Suppose you generate random numbers using the seed as the time elapsed in seconds since january 1970 as in microsoft library. But you change the seed after every single random number generated. Will that give a truly random result. Why or why not?
Edit
I just had one more part to the question. What if I get the seed to be non-deterministic. For a small example, take that the seed is generated by an already existing TRNG(true random number generator). In other words, if I can make the seed non deterministic somehow, will I be able to generate a random sequence i.e. a non - deterministic sequence. Why or why not?

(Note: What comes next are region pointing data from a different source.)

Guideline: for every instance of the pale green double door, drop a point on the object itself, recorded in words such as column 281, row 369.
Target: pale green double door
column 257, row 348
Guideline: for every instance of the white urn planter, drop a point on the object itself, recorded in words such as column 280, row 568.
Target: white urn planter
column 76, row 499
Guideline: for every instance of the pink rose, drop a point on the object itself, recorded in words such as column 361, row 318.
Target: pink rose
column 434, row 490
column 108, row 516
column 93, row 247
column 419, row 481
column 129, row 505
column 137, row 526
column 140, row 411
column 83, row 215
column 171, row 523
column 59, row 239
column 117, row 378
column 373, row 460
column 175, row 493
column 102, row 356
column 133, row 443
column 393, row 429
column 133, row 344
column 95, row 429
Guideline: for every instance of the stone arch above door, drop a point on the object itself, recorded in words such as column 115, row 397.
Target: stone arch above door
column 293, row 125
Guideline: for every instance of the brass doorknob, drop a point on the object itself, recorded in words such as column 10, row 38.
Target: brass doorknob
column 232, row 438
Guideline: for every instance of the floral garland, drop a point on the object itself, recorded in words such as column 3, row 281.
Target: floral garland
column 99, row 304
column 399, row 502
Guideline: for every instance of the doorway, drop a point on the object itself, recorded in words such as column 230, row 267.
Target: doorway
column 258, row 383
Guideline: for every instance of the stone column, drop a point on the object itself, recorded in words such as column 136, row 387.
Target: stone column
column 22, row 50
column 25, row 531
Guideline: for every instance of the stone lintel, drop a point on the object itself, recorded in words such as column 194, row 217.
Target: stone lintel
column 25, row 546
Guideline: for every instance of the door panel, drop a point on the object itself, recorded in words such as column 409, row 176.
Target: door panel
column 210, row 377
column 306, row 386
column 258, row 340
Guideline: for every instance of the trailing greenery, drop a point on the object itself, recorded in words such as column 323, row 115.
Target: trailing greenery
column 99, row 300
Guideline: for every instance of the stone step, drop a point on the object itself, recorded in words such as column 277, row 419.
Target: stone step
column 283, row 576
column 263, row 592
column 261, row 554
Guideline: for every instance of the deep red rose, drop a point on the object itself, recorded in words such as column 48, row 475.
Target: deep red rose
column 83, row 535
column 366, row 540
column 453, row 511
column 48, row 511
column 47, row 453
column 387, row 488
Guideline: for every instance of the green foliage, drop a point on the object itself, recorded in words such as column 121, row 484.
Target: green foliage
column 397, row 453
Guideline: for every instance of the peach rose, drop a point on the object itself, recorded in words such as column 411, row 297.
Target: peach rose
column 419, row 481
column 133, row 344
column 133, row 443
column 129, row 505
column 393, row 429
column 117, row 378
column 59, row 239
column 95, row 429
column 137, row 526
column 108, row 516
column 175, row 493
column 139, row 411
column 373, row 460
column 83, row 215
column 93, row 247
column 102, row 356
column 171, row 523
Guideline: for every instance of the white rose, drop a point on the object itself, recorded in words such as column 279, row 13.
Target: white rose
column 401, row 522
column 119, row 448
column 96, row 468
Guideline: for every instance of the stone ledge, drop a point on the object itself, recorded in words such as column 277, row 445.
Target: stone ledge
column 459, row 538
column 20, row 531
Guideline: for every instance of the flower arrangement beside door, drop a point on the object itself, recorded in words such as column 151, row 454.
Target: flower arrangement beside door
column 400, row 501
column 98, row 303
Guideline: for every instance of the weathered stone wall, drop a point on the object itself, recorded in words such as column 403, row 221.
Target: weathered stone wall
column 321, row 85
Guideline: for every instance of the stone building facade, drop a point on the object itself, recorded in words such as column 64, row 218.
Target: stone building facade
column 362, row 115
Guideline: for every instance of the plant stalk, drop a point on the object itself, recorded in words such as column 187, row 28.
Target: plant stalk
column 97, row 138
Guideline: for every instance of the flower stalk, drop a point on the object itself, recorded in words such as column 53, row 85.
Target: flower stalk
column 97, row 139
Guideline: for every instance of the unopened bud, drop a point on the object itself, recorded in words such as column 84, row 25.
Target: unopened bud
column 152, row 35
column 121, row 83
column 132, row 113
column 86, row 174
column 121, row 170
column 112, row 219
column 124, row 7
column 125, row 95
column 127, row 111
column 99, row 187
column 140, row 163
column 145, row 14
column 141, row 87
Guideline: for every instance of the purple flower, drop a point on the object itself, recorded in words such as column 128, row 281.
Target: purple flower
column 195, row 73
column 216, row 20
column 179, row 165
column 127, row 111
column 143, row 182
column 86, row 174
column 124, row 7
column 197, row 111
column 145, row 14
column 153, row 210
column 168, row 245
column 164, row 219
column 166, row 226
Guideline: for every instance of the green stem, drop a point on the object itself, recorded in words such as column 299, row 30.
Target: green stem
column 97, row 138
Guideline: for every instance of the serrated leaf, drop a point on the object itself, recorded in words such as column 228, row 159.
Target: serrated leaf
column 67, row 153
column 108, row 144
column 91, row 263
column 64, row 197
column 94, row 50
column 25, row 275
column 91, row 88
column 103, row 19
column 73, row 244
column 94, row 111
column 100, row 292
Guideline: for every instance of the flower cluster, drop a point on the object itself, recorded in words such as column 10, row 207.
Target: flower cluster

Essentially, your technique simply shifts the "randomness" to when you call the random() function: if you call the function at deterministic times (e.g. once per second) the results will be deterministic. If you call the function at random times, the results will be random.
More accurately, it depends on the what value you call the seed() function with. If you call seed() with deterministic values, the results of the subsequent call to random() will be deterministic.
update (by request):
A software random generator is COMPLETELY deterministic; the sequence of values it produces is exactly determined by what you pass to the initial call to seed(). As a result, if you call seed() with a known value, then you can predict exactly what series of values you'll get from subsequent calls to random(). If you call seed() with a truly random number, then calls to random() will be correspondingly random.
(But that begs the question: if you have random number to pass to seed(), why bother calling random() at all?)
True randomness does not require a seed. Seeding is only applicable to PRNGs, which are 100% deterministic, and not truly random.
So no, using a PRNG in any form will not yield true randomness.